Attentats : les hôpitaux français à l'école israélienne

Article Article
Attentats : les hôpitaux français à l'école israélienne

Une délégation de médecins français s’est récemment rendue en Israël pour y observer les capacités de mobilisation des hôpitaux en cas d’attaque terroriste. Le Pr Pierre-Yves Gueugniaud, directeur du Samu de Lyon, était du voyage.

 

What’s up Doc. Pourquoi vous êtes-vous rendus en Israël ?

Pierre-Yves Gueugnaud. Nous sommes partis dans le cadre d’une mission décidée par le ministère de la Santé. Le but était de mettre en place une coopération avec Israël dans la prise en charge des situations exceptionnelles. Nous avons beaucoup à apprendre de ce pays, qui dispose d’une organisation de crise plus développée que la nôtre.

WUD. Et qu’avez-vous observé sur place ?

PYG. Ils disposent d’éléments que nous n’avons pas, comme la géolocalisation des effectifs, des caméras GoPro embarquées sur les véhicules… Là-bas, les informations sur les antécédents et le traitement des patients sont centralisées et accessibles instantanément. Ils ont aussi un système d’alerte capable de mobiliser le personnel en quelques minutes seulement en cas d’afflux exceptionnel de victimes.

WUD. Les médecins israéliens sont-ils formés différemment ?

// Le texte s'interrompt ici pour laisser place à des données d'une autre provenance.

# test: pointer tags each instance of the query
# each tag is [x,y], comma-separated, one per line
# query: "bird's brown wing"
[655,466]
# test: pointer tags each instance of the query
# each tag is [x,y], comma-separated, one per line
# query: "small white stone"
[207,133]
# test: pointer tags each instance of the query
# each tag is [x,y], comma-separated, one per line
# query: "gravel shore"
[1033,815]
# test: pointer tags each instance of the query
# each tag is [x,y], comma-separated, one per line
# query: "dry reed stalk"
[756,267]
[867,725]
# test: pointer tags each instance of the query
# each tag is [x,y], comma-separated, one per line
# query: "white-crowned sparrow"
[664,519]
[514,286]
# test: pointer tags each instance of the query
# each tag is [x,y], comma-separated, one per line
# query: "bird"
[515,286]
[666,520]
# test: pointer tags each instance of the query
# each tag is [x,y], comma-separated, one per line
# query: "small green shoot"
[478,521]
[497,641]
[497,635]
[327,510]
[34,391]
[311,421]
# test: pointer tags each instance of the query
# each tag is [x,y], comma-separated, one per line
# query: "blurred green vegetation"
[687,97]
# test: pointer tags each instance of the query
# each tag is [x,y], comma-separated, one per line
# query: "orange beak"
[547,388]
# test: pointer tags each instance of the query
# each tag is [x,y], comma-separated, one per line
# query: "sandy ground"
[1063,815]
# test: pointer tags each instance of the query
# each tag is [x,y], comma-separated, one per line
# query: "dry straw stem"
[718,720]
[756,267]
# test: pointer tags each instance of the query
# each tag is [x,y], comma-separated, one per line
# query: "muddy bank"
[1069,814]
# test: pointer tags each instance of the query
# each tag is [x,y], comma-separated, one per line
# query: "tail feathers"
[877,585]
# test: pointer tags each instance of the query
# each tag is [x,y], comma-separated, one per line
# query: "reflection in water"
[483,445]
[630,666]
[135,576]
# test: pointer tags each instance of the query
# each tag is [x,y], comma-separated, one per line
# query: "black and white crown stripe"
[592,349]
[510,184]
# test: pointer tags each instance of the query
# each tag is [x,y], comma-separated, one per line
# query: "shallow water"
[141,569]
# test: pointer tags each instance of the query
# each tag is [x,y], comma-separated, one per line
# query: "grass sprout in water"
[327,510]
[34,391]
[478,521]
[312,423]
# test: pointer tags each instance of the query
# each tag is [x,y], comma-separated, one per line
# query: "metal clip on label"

PYG. Ils appliquent le damage control, qui existe aussi en France, mais qui y est plus récent. Cette technique consiste à prendre en charge un patient le plus rapidement possible en lui sauvant la vie sans nécessairement lui offrir un traitement complet. Quitte à faire une reprise chirurgicale plus tard. Il s’agit également de ne pas s’attarder sur les patients morts ou ayant peu de chance de survivre. Le risque est en effet de ne pas pouvoir soigner les autres patients.

WUD. Quelles mesures seraient applicables en France ?

PYG. Nous pourrions développer certains aspects techniques comme la géolocalisation ou faciliter l’accessibilité au dossier médical patient. On peut aussi améliorer le rappel du personnel et apprendre à libérer plus rapidement les box aux urgences. Dès 2021, tous les Samu français bénéficieront d’ailleurs du même système d’information, ce qui permettra de développer la géolocalisation et l’enregistrement des interventions, par exemple. Mais il faut bien reconnaître qu’en France, nous sommes très en retard sur la sécurisation des hôpitaux.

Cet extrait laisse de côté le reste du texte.